Nelson Ribeiro: “A ideia de que a universidade serve apenas para formar técnicos é algo que me assusta”
A Faculdade de Ciências Humanas da Universidade Católica que dirige, desde 2016, é a escola onde estudou, se tornou professor e coordenador da área Científica em Ciências da Comunicação.

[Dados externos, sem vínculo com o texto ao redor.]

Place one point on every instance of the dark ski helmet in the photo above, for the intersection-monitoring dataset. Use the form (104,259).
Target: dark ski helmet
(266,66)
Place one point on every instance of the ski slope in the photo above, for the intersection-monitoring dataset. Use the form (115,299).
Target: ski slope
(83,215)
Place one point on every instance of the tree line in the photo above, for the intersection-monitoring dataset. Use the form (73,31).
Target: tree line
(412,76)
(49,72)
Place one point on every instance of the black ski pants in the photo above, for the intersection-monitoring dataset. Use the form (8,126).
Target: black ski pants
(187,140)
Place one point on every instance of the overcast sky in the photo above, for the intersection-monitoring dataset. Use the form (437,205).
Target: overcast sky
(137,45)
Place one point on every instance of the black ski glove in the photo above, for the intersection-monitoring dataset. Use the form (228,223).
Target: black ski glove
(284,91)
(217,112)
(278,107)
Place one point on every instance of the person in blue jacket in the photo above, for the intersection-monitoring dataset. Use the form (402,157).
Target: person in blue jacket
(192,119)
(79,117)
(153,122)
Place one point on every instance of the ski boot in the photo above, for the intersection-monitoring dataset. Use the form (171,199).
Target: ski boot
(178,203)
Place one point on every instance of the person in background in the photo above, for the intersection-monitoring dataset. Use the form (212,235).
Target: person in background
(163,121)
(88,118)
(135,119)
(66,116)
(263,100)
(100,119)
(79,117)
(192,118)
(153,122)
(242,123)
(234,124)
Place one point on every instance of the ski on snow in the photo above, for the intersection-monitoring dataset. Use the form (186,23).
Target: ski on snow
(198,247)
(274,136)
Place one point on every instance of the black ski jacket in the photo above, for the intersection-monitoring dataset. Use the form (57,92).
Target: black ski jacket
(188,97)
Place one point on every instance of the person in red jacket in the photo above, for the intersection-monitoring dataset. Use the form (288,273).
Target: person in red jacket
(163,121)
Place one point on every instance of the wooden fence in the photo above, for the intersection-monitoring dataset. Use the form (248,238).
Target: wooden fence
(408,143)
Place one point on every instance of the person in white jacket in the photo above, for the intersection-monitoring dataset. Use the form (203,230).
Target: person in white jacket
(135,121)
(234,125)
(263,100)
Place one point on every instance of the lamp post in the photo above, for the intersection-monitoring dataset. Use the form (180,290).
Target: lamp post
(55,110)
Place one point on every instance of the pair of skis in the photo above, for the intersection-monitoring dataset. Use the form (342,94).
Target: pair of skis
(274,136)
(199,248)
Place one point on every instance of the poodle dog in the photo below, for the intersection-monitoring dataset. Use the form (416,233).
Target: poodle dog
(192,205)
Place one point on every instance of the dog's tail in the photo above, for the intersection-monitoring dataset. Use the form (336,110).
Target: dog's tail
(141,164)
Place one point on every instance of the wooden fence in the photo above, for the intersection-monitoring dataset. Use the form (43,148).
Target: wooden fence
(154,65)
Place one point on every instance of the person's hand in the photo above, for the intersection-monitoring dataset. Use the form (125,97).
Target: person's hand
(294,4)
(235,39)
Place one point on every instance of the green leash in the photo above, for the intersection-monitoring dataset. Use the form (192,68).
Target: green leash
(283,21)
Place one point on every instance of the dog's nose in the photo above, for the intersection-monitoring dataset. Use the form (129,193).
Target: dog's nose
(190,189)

Membro do Conselho de Direção do Centro de Estudos de Comunicação e Cultura, onde coordena o Grupo de Investigação Media Narratives and Cultural Memory, Nelson Ribeiro, que é formado em Comunicação Social e Cultural e doutorado em Media and Culture Studies, pela Universidade de Lincoln, tem como áreas principais de investigação a história dos media e da propaganda, os estudos de jornalismo e a economia política dos media.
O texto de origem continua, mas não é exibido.